Last week, the Associated Press, ABC News, the Washington Post and Reuters all signed a letter to White House press secretary Jay Carney imploring the administration of President Barack Obama to provide photographers with increased access to the commander-in-chief. According to those outlets, this White House has more than any other administration prevented credentialed photographers from shooting images of the president, and instead has relied on Mr. Obama’s official photography team on a routine basis to exclusively take pictures to be disseminated among the press.
The selective nature of the White House’s process of hand-picking which images to release — as well as its shuttering of a free press — has raised numerous complaints as of late by news outlets and media experts. “Journalists are routinely being denied the right to photograph or videotape the president while he is performing his official duties,” last week’s letter reads. “As surely as if they were placing a hand over a journalist’s camera lens, officials in this administration are blocking the public from having an independent view of important functions of the Executive Branch of government.”
But while the AP-led campaign has indeed garnered the support of outlets like CNN, ABC, NBC, CBS and others, only McClatchy and USA Today so far have said they’ll be boycotting official images.
In a letter released Wednesday by McClatchy Vice President for News Anders Gyllenhaal, he said the organization “agreed not to publish photography issued by the White House,” but said it wouldn’t be a significant departure from current practice. Nevertheless, Gyllenhaal said, “we think it’s important to take a stance that helps sends the message that the limited access works against the public’s interests, diminishes the flow of information and often creates an inaccurate portraits of events in the White House.”
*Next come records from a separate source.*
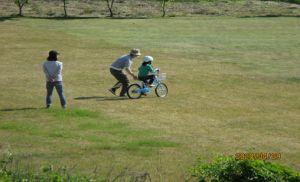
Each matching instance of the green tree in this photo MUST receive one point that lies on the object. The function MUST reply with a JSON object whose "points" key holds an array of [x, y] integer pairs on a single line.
{"points": [[20, 4]]}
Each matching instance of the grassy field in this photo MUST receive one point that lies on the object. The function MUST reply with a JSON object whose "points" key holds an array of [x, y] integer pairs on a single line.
{"points": [[233, 82]]}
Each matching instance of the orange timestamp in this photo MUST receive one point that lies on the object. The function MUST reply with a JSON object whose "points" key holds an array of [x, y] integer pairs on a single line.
{"points": [[258, 156]]}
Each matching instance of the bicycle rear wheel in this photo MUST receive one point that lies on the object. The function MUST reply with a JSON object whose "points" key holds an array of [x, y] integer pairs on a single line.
{"points": [[134, 91], [161, 90]]}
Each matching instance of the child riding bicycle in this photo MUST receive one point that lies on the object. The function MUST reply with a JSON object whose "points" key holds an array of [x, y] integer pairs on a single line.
{"points": [[147, 72]]}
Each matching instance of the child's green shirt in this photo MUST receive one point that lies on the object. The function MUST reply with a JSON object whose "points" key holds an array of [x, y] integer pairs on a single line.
{"points": [[144, 70]]}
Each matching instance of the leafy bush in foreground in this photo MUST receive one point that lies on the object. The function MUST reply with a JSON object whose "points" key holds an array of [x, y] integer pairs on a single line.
{"points": [[227, 169]]}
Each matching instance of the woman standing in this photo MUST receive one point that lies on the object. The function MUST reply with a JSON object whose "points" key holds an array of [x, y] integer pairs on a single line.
{"points": [[53, 73], [117, 67]]}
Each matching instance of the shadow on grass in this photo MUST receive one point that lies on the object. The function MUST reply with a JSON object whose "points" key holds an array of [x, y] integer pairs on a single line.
{"points": [[101, 98], [4, 18], [270, 16], [105, 98], [19, 109]]}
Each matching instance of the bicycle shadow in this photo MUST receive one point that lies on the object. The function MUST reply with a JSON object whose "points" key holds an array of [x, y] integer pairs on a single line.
{"points": [[106, 98], [19, 109]]}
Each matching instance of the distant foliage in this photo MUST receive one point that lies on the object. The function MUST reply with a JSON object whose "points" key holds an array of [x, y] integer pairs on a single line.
{"points": [[227, 169], [11, 171], [287, 1]]}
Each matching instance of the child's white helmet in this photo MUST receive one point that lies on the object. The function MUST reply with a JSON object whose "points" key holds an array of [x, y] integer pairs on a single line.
{"points": [[147, 59]]}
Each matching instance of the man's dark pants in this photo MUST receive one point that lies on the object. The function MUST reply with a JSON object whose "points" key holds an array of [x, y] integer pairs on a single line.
{"points": [[59, 88], [122, 78]]}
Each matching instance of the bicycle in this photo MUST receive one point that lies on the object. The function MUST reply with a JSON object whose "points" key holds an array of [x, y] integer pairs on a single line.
{"points": [[136, 90]]}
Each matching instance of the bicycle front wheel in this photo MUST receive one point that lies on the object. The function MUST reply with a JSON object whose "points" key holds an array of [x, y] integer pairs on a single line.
{"points": [[161, 90], [134, 91]]}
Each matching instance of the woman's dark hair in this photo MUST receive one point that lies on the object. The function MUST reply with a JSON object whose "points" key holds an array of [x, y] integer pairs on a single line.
{"points": [[52, 56], [144, 64]]}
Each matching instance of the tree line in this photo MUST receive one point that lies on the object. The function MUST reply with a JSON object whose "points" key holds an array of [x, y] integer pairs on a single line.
{"points": [[110, 6]]}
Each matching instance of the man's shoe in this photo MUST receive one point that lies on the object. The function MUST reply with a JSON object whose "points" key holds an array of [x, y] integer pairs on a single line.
{"points": [[113, 91]]}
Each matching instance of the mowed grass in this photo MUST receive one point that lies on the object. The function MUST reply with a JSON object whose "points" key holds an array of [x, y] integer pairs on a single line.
{"points": [[233, 82]]}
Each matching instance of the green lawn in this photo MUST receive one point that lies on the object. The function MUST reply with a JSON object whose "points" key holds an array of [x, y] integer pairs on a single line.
{"points": [[233, 82]]}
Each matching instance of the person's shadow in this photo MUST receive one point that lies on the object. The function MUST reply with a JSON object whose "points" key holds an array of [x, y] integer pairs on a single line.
{"points": [[102, 98], [105, 98], [19, 109]]}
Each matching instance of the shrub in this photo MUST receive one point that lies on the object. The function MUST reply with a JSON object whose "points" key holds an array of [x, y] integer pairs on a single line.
{"points": [[227, 169]]}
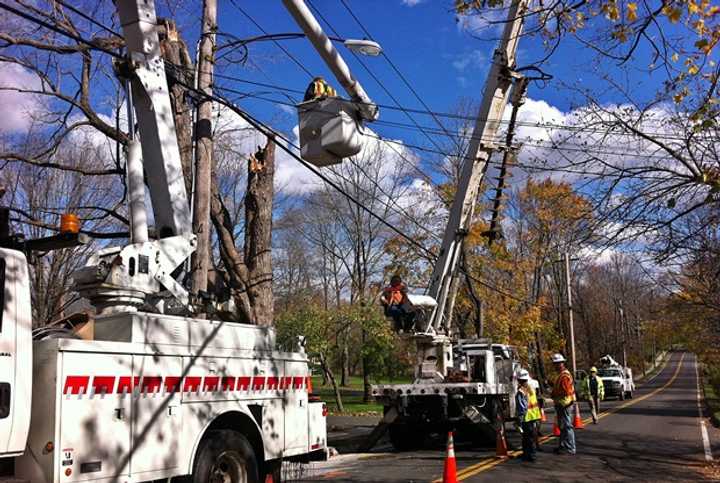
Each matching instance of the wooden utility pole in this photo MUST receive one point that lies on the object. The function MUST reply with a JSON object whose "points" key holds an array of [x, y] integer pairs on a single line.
{"points": [[570, 316], [203, 154]]}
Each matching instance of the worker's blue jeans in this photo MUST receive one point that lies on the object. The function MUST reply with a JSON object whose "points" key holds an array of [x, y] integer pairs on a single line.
{"points": [[567, 433]]}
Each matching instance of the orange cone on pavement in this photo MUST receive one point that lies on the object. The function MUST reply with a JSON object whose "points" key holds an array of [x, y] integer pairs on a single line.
{"points": [[450, 468], [556, 428], [577, 422], [500, 443]]}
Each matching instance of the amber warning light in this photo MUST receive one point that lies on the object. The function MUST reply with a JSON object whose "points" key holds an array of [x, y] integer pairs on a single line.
{"points": [[69, 223]]}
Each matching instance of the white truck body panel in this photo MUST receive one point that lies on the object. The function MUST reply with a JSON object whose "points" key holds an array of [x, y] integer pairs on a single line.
{"points": [[136, 410], [15, 352]]}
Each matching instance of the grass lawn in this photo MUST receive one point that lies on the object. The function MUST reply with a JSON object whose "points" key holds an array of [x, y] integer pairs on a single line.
{"points": [[712, 400], [352, 395]]}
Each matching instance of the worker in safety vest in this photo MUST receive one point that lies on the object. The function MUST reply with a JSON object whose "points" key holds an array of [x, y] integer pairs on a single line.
{"points": [[397, 305], [528, 413], [318, 89], [563, 395], [594, 390]]}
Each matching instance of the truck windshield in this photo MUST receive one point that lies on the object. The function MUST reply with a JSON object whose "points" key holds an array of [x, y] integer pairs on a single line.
{"points": [[609, 373]]}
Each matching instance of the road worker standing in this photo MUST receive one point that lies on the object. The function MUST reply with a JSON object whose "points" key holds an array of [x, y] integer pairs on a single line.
{"points": [[563, 395], [528, 414], [318, 89], [594, 390]]}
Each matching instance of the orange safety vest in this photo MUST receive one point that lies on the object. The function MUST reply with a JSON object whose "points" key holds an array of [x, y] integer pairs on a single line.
{"points": [[533, 412], [563, 390], [393, 294]]}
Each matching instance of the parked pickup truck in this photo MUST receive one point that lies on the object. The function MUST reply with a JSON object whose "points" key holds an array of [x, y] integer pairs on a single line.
{"points": [[618, 380]]}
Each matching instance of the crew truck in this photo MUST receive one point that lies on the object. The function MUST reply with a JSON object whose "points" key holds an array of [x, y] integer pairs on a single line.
{"points": [[158, 393], [466, 385]]}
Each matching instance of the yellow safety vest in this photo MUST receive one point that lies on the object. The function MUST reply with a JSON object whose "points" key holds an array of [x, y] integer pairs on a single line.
{"points": [[533, 412]]}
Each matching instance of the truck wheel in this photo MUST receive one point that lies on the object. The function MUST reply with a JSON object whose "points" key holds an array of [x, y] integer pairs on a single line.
{"points": [[225, 456], [404, 437]]}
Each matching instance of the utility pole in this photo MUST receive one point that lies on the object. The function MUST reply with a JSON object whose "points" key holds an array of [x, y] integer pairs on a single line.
{"points": [[200, 264], [570, 316], [624, 337]]}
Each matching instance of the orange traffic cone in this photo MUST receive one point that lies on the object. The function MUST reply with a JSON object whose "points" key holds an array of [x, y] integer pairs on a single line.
{"points": [[577, 422], [450, 468], [500, 443]]}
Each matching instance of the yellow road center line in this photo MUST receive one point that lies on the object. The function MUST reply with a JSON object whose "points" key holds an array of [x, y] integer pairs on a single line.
{"points": [[493, 462]]}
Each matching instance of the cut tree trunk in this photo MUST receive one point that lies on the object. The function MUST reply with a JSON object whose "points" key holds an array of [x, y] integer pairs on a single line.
{"points": [[250, 271], [200, 262], [336, 390]]}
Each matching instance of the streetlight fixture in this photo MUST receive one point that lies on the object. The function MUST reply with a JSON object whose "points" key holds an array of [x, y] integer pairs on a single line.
{"points": [[364, 47]]}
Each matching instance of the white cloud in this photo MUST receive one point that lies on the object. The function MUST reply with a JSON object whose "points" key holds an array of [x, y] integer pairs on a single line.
{"points": [[19, 108]]}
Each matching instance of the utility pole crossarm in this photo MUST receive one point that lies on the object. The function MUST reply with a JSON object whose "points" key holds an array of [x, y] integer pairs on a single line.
{"points": [[474, 164]]}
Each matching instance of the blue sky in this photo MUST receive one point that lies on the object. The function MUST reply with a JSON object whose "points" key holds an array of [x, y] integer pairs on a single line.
{"points": [[439, 57]]}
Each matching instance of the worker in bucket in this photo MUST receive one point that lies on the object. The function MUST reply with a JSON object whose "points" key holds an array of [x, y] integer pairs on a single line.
{"points": [[528, 414], [594, 390], [563, 395], [318, 89], [397, 305]]}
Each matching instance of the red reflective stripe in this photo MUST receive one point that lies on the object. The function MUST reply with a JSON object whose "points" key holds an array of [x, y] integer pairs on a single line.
{"points": [[211, 383], [227, 384], [258, 383], [75, 384], [298, 382], [172, 384], [150, 384], [243, 383], [127, 384], [192, 384], [272, 383], [103, 384]]}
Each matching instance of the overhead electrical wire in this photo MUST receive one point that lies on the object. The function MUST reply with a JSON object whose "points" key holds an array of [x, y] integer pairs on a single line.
{"points": [[268, 132], [375, 77], [398, 72]]}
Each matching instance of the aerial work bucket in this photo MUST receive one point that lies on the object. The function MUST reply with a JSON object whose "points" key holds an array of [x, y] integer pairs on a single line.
{"points": [[330, 130]]}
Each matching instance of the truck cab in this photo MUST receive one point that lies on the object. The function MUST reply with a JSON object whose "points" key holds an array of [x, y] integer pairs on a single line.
{"points": [[15, 352], [616, 381]]}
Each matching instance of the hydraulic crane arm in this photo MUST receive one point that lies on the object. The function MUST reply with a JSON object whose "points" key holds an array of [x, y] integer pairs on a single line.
{"points": [[474, 164], [151, 100], [124, 278]]}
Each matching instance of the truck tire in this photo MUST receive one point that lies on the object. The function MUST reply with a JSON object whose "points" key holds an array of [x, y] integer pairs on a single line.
{"points": [[225, 455], [405, 437]]}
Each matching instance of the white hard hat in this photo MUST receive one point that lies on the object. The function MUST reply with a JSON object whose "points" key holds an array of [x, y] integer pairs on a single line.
{"points": [[558, 358]]}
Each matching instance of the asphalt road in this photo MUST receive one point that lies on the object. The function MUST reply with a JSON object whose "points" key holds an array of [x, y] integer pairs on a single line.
{"points": [[656, 436]]}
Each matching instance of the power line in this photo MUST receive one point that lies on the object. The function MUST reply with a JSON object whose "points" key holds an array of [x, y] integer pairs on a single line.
{"points": [[249, 17], [375, 78], [270, 133], [399, 73]]}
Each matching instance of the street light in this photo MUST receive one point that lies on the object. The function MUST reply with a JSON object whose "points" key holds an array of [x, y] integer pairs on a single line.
{"points": [[364, 46]]}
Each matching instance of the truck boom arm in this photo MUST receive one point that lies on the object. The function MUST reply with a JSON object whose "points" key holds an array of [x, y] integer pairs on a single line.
{"points": [[474, 165]]}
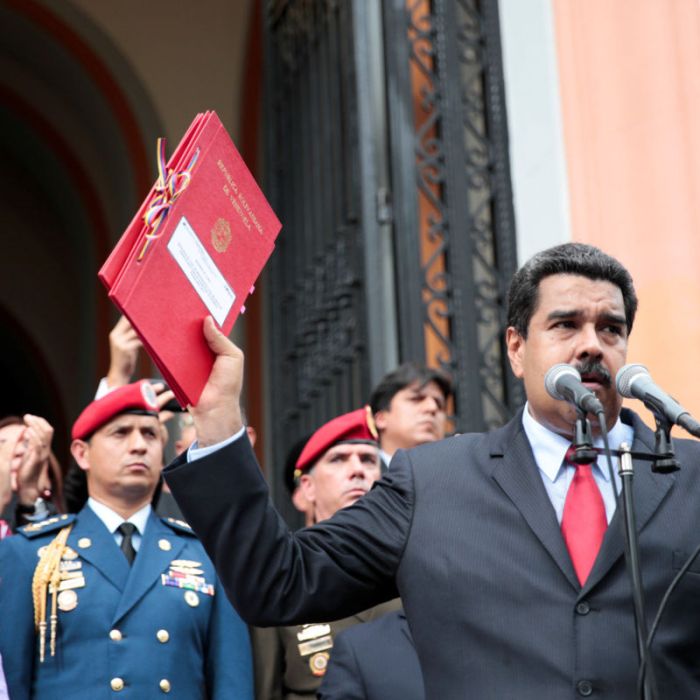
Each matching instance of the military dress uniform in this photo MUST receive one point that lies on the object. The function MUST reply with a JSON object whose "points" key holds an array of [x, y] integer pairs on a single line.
{"points": [[290, 662], [161, 627]]}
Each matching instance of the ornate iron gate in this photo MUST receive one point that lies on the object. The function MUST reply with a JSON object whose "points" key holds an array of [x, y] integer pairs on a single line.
{"points": [[387, 162]]}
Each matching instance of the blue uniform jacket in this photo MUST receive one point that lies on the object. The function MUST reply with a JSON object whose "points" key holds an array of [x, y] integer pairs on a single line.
{"points": [[129, 636]]}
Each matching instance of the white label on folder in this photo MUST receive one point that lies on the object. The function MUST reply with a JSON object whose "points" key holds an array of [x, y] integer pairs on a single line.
{"points": [[201, 271]]}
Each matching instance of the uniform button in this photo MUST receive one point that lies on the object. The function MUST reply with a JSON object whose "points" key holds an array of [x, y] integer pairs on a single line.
{"points": [[583, 608], [584, 688]]}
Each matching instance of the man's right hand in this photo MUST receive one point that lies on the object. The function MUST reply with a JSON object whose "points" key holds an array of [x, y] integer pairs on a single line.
{"points": [[30, 458], [124, 346], [217, 415]]}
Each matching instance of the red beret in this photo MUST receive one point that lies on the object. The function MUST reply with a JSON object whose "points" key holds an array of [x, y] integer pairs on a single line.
{"points": [[356, 426], [132, 398]]}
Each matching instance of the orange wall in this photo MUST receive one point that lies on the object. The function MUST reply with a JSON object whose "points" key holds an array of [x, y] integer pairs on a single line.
{"points": [[630, 91]]}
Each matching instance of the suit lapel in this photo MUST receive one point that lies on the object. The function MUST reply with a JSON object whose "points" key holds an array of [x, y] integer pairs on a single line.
{"points": [[518, 475], [101, 550], [150, 562], [404, 627], [650, 489]]}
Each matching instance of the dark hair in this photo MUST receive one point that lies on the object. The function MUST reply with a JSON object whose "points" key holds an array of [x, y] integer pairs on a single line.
{"points": [[566, 259], [405, 375]]}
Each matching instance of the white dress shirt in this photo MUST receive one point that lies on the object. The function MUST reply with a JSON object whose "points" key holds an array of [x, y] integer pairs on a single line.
{"points": [[113, 520], [549, 449]]}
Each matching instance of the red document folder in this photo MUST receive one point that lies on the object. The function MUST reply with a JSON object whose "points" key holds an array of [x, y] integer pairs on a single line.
{"points": [[194, 248]]}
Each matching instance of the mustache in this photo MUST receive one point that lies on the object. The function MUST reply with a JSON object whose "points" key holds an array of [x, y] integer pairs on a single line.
{"points": [[596, 368]]}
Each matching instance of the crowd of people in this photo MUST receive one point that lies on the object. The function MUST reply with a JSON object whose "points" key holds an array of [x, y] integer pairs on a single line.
{"points": [[109, 590], [483, 565]]}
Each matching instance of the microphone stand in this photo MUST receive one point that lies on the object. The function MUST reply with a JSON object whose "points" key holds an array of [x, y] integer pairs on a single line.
{"points": [[626, 472], [663, 458]]}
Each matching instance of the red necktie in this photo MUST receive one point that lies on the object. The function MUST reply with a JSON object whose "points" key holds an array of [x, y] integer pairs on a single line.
{"points": [[584, 523]]}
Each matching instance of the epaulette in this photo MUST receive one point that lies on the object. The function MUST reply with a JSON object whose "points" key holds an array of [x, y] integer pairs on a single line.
{"points": [[55, 522], [178, 525]]}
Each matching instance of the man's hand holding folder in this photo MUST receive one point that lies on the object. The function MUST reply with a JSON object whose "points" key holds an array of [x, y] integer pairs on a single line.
{"points": [[195, 248]]}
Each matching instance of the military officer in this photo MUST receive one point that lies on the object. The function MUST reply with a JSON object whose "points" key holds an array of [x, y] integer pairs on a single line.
{"points": [[336, 467], [113, 601]]}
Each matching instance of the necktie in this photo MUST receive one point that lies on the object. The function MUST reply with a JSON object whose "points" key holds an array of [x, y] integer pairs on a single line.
{"points": [[127, 546], [583, 523]]}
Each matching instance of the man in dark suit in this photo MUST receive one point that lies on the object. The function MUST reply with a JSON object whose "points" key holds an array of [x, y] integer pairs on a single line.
{"points": [[374, 661], [506, 595], [81, 619]]}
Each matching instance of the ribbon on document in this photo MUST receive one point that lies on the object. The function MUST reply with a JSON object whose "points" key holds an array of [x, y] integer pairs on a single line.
{"points": [[169, 186]]}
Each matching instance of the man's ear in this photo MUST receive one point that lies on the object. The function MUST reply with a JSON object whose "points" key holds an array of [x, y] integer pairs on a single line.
{"points": [[307, 486], [515, 344], [79, 449], [380, 419]]}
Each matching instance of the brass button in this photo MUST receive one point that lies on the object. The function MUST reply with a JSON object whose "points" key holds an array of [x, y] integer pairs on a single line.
{"points": [[192, 599]]}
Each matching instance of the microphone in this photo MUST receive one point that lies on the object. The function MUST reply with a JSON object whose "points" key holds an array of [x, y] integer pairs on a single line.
{"points": [[634, 382], [563, 382]]}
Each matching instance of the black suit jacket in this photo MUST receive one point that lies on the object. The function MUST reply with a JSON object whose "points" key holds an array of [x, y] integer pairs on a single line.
{"points": [[465, 530], [374, 661]]}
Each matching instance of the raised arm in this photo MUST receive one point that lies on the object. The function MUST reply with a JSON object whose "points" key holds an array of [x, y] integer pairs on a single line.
{"points": [[328, 571]]}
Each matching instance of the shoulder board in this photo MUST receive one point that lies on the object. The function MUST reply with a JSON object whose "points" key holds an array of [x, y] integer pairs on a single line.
{"points": [[43, 527], [178, 525]]}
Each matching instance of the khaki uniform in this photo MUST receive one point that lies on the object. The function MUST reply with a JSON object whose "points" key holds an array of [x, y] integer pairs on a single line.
{"points": [[290, 662]]}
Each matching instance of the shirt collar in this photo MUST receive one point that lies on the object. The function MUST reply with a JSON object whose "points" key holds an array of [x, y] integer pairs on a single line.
{"points": [[113, 520], [549, 448]]}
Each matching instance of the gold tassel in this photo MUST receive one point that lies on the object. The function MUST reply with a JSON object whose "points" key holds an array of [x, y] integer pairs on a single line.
{"points": [[47, 576]]}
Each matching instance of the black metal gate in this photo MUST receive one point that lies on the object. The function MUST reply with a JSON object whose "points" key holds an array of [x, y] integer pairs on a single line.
{"points": [[387, 162]]}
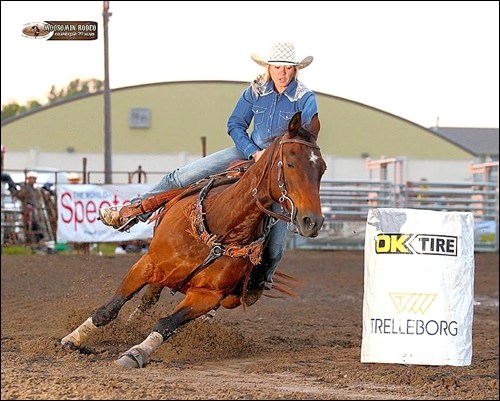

According to the company’s new stance, it will only make an exception to allow White House images to go to print in instances where access by a non-administration photographer “is not possible for national security reasons,” such as the Situation Room image shot of Pres. Obama and his national security team during the 2011 raid of Osama bin Laden’s Pakistani compound.
But while instances like the bin Laden assassination should indeed warrant some exclusivity, much more mundane — yet arguably still critically important — administrative activities have occurred, yet only before the eyes of official White House photographers. In a complaint posted on the AP’s blog this month, the company said that in addition to being prevented from documenting Mr. Obama’s first day in office, they’ve also been prohibited from shooting images of the president signing legislation and meeting with foreign visitors, including Pakistani student activist, Malala Yousafzai.
Instances where independent photographers have been shunned with seemingly no national security interest at risk, much organizations argue, is filtering news in such a way that only the White House’s intended message is broadcast while ensuring nothing captured through the point-of-view of a professional, un-biased photojournalist winds up on websites or newspaper pages. AP Director of Photography Santiago Lyon said earlier this month that the AP photographers have only been allowed to photograph Mr. Obama in the Oval Office twice since 2010, and never in instances where he’s joined by staffers.
“Previous administration regularly granted such access,” the AP has claimed.
“Unlike media photographers, official White House photographers are paid by taxpayers and report to the president,” Ron Fournier wrote for National Journal last week. “Their job is to make Obama look good. They are propagandists – in the purest sense of the word.”
As of 2013, the McClatchy Company has a presence in 29 US markets by way of 30 daily publications, including the Los Angeles Tribune, the Fort Worth Star-Telegram, the Charlotte Observer and the Miami Herald. USA Today boasts a daily print readership of more than 3 million, with another 24 million or so readers turning to their website every month.
During a routine press briefing on November 21, Deputy Press Secretary Josh Earnest told reporters that it is their responsibility “to push for more” access to the president. “You’re supposed to be agitating for more access. If you weren’t, you wouldn’t be doing your job. So the fact that there is a little bit of a disagreement between the press corps and the White House Press Office about how much access the press corps should have to the president is built into the system. Like I said, if that tension didn’t exist, then either you or we are not doing our job,” Earnest said.
Later, the deputy press secretary added, “we remain fully committed to trying to give you and the American public access to the president and as much insight as possible into how the president is spending his day, to what priorities the president has identified and what he’s actually doing to make progress on those priorities,” but defended the White House’s recent actions by insisting the administration has “used a range of new technology to provide people greater access to the president.”
“That there are certain circumstances where it is simply not feasible to have independent journalists in the room when the president is making decisions,” Earnest said. “So rather than close that off to the American public, what we’ve done is we’ve taken advantage of new technology to give the American public even greater access to behind-the-scenes footage or photographs of the president doing his job.”